Seasonal allergies are usually caused by pollens from grass, trees, weeds, and ragweed, while perennial allergies are frequently due to dust mites, mold, cockroaches, and animal dander. In the Northeast, there are generally three pollen seasons: trees typically pollinate in early spring; grasses in the summer; and weeds and ragweed in the fall. Allergic reactions will be highest depending on which factors cause the most sensitivity. However, overlap of pollination and multiple sensitivities or allergies are common.
Of interest, Dr. Fonacier notes that more than two-thirds of spring allergy sufferers actually have year-round symptoms, and as many as 75 to 85 percent of asthma patients also have allergies. Allergic responses in the lungs can lead to symptoms including coughing, wheezing, and shortness of breath.
Dr. Fonacier also points out that if you’ve never had allergies before, you’re not immune. “Anyone can develop an allergy later in life. In those cases, scientists believe that the allergy may have always existed, with the dormant allergy triggered by exposure to a new allergen.” If symptoms such as itchy eyes and nose as well as sneezing are persistent and last more than two weeks, it is likely due to allergies rather than just the common cold.
Avoiding Allergy Triggers
Dr. Fonacier recommends the following tips to avoid allergies:
- monitor daily pollen and mold counts
- keep windows and doors closed at home and in the car during allergy season
- use air conditioning to keep pollen out, and cool and humidify the air
- stay inside during midday and afternoon hours when pollen counts are highest
- take a shower, wash hair, and change clothing after working or playing outdoors
- avoid mowing lawns or raking leaves which stirs up pollen and molds
- if symptoms are severe, wear a mask for outdoor chores
- avoid hanging sheets or clothes outside to dry
- stay indoors when there’s dry, windy weather as wind spreads pollen and mold
There are many treatments available to ease allergy symptoms, including nasal sprays, oral medications, and allergy desensitization or immunotherapy by shots or by mouth. For asthma, there are inhalers, pills, allergy desensitization, and biologics.

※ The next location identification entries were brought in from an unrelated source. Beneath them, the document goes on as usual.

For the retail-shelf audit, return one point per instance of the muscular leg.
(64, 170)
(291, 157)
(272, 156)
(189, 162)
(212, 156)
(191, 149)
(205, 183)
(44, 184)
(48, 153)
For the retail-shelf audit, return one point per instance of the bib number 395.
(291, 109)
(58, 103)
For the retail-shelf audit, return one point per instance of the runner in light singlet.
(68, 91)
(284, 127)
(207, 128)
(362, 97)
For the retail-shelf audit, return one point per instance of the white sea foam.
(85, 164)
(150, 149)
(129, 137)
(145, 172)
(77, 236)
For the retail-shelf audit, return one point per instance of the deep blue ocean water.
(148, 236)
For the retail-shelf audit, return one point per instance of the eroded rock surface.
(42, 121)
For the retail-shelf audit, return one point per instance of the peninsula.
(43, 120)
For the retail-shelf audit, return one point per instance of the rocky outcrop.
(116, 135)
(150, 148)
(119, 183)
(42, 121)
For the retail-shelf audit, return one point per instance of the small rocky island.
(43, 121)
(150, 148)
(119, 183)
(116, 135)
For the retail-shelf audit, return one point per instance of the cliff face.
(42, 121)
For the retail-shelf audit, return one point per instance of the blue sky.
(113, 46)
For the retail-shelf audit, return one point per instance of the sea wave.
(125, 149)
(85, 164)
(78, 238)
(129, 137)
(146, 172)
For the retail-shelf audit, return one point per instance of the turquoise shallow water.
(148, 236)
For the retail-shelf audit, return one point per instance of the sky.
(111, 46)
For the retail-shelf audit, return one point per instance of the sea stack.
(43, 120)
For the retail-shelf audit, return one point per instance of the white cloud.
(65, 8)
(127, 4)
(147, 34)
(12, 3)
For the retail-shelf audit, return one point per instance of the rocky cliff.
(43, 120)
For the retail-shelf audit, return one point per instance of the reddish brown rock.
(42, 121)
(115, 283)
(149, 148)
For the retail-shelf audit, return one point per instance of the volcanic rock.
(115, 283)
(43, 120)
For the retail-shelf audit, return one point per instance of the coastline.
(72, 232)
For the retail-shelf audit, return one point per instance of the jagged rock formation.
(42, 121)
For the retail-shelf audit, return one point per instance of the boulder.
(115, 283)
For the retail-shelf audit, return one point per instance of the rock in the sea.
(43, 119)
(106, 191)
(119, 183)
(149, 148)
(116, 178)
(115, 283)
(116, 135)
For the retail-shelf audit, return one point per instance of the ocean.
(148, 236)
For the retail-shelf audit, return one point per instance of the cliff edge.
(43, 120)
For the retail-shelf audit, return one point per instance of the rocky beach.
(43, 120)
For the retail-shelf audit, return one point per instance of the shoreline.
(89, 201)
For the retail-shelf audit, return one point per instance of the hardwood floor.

“Treat early,” says Dr. Fonacier. “It’s best to stay ahead of the itching, sneezing, and wheezing. If you use nasal or oral antihistamines, steroids or eye drops for seasonal allergies, don’t wait until your symptoms are unbearable to start treatment.”
People who haven’t been diagnosed with seasonal allergies by a board-certified allergist should be cautious of over-the-counter medications as they can cause sleep disturbances and mental impairment.
Dr. Fonacier also advises against taking nasal decongestants for more than one week. “They have a rebound effect,” Dr. Fonacier says. “You keep needing more and more if you take them long-term. And people with high blood pressure or heart disease should avoid oral decongestants.”
There are also relatively new medications for allergies, including new combination antihistamine/corticosteroid nose sprays, as well as new delivery systems for allergy nose sprays including drier nose sprays, among other advancements.